"More deadly violence occurred north and south of Baghdad as insurgents appeared intent on sending a message to US and Iraqi officials that their recent expressions of confidence in the nation's security were premature", the November 24 Los Angeles Times reported, adding that the attacks were "marked by hits on targets that lately had escaped attack".
The LA Times reported that the attacks "included mortar rounds fired into the Green Zone, the fortified enclave in Baghdad that houses the US embassy and most Iraqi government buildings. Ten rounds were fired into the Green Zone on Thursday [November 22], the first such barrage since summer, when bombardments occurred almost daily."
The US military claims that its 30,000 troop "surge", which took total US troop numbers in Iraq to 168,000 in June, has "succeeded" in reducing "violent attacks" in Baghdad by at least 50% since the beginning of the year.
According to Washington's puppet Iraqi government, 758 Iraqi civilians died violent deaths in October, compared with 1315 in October 2006. However, the November 2 Washington Post reported that an unofficial tally by the Iraqi health ministry showed that 1448 Iraqi civilians had died violent deaths this October.
Reuters reported on November 28 that a survey by the Washington-based Pew Research Centre had found that 79% of US journalists working in Iraq "said they believe violence and the threat of violence have increased during their tenures. Much of the danger for journalists is faced by local Iraqis, who often do most of the reporting outside Baghdad's heavily fortified Green Zone, the data showed."
"Above all, the journalists — most of them veteran war correspondents — describe conditions in Iraq as the most perilous they have ever encountered", Pew Research said in a report that accompanied the data.
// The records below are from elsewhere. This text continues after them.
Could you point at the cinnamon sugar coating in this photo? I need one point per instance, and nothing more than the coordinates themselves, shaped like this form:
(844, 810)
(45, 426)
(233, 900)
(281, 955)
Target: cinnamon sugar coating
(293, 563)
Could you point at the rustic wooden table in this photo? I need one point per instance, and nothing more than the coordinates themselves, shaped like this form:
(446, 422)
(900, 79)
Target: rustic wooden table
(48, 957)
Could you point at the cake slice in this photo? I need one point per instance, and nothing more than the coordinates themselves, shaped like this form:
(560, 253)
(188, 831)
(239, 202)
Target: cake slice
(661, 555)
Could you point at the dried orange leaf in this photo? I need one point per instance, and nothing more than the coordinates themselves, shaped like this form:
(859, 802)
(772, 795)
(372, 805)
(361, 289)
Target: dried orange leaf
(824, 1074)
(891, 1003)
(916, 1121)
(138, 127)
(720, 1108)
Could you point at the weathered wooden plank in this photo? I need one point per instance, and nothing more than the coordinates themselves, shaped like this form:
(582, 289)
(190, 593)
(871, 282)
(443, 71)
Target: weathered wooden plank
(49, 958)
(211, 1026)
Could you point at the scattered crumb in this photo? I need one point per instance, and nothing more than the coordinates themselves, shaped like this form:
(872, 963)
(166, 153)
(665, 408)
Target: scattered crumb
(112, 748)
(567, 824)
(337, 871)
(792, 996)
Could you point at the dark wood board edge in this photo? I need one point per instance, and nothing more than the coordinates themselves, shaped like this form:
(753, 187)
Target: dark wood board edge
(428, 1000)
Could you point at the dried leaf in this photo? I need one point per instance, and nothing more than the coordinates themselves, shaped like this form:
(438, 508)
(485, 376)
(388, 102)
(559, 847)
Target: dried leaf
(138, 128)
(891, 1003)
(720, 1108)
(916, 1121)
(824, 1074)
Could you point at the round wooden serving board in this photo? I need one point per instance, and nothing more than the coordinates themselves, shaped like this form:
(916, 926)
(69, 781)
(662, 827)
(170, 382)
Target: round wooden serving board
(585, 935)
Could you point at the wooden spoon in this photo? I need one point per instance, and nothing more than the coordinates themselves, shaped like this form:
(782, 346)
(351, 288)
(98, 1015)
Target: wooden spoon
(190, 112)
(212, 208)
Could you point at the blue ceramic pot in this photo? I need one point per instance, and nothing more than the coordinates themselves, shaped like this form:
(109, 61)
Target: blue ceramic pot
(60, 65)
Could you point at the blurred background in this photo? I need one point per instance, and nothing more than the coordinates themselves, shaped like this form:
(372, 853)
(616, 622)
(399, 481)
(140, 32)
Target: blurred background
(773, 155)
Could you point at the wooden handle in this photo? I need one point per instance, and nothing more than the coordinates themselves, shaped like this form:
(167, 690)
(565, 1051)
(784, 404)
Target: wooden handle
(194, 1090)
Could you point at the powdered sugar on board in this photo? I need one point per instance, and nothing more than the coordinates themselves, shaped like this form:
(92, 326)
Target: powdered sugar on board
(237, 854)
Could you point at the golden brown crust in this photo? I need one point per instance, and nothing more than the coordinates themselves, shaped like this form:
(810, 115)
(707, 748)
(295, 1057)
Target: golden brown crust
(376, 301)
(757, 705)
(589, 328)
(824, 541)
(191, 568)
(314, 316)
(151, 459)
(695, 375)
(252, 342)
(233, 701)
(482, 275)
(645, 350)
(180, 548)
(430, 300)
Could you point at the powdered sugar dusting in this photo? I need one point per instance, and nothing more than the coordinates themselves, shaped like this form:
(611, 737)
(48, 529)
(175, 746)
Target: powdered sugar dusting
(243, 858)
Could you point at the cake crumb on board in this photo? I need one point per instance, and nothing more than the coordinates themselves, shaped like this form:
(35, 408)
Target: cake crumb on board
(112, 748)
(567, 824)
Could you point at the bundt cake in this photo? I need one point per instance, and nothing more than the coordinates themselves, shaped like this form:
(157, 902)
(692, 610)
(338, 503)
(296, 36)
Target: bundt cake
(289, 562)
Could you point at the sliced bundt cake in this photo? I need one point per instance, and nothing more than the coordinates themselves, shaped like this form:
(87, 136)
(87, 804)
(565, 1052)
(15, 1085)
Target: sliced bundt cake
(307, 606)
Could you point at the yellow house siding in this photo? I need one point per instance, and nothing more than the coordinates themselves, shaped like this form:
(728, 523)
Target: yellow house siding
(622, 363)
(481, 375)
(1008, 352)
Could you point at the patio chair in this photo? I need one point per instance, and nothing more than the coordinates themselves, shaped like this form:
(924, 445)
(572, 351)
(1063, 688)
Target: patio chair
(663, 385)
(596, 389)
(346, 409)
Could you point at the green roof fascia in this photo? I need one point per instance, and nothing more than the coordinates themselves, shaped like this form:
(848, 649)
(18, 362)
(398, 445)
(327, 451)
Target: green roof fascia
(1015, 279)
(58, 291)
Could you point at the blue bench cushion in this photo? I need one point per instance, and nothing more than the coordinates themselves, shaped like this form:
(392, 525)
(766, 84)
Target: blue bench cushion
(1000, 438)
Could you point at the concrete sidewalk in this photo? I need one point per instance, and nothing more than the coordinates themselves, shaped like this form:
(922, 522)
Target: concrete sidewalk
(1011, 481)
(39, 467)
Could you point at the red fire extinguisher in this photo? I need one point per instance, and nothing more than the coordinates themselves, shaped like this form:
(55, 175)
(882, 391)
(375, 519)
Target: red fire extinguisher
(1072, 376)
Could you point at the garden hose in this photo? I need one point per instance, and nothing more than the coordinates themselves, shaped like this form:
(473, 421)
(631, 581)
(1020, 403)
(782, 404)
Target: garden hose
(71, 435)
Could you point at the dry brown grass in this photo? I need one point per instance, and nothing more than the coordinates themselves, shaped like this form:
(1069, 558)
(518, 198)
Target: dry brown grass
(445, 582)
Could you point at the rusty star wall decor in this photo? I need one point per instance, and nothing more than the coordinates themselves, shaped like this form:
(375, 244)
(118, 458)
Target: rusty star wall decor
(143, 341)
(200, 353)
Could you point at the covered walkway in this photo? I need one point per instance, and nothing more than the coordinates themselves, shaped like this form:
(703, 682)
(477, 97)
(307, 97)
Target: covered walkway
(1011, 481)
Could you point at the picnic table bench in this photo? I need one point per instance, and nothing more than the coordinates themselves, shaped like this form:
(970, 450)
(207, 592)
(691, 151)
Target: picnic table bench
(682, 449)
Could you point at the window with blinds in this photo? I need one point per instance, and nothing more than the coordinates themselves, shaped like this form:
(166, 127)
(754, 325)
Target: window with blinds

On November 24, the US military blamed an "Iranian-backed" Shiite militia cell for a bombing in a Baghdad market the previous day that killed 15 people — the deadliest attack in the heart of the capital in more than two months.
"Based on subsequent confessions, forensics and other intelligence, the bombing was the work of an Iranian-backed special groups cell operating here in Baghdad", US Rear Admiral Gregory Smith told reporters. He also said Shiite "special groups" were believed responsible for a series of rocket and mortar attacks against US bases in eastern Baghdad on November 18.
Market bombings have typically been conducted by the Sunni fundamentalist Al Qaeda in Iraq (AQI) group, often targeting Shiites. But as part of their effort to build public support for a future invasion of oil- and gas-rich Iran, US officials have accused Iran for months now of arming and training Iraqi Shiite militia groups to attack US troops. Prior to that, US officials blamed the "foreign fighters" of AQI for most of the violence in Iraq.
The November 22 New York Times reported that "Saudi Arabia and Libya, both considered allies by the United States in its fight against terrorism, were the source of about 60 percent of the foreign fighters who came to Iraq in the past year to serve as suicide bombers or to facilitate other attacks ...
"The data come largely from a trove of documents and computers discovered in September, when American forces raided a tent camp in the desert near Sinjar, close to the Syrian border. The raid's target was an insurgent cell believed to be responsible for smuggling the vast majority of foreign fighters into Iraq.
"The most significant discovery was a collection of biographical sketches that listed hometowns and other details for more than 700 fighters brought into Iraq since August 2006 ...
"Saudis accounted for the largest number of fighters listed on the records by far — 305, or 41 percent — American intelligence officers found as they combed through documents and computers in the weeks after the raid ...
"Libyans accounted for 137 foreign fighters, or 18 percent of the total ... According to the rosters found in the raid, the third-largest source of foreign fighters was Yemen, with 68. There were 64 from Algeria, 50 from Morocco, 38 from Tunisia, 14 from Jordan, 6 from Turkey and 2 from Egypt."
The NYT noted that the records "underscore how the insurgency in Iraq remains both overwhelmingly Iraqi and Sunni ... In contrast to the comparatively small number of foreigners, more than 25,000 inmates are in American detention centers in Iraq. Of those, only about 290, or some 1.2 percent, are foreigners, military officials say. They contend that all of the detainees either are suspected of insurgent activity or are an 'imperative threat' to security." Four-fifths of the detainees are Sunnis.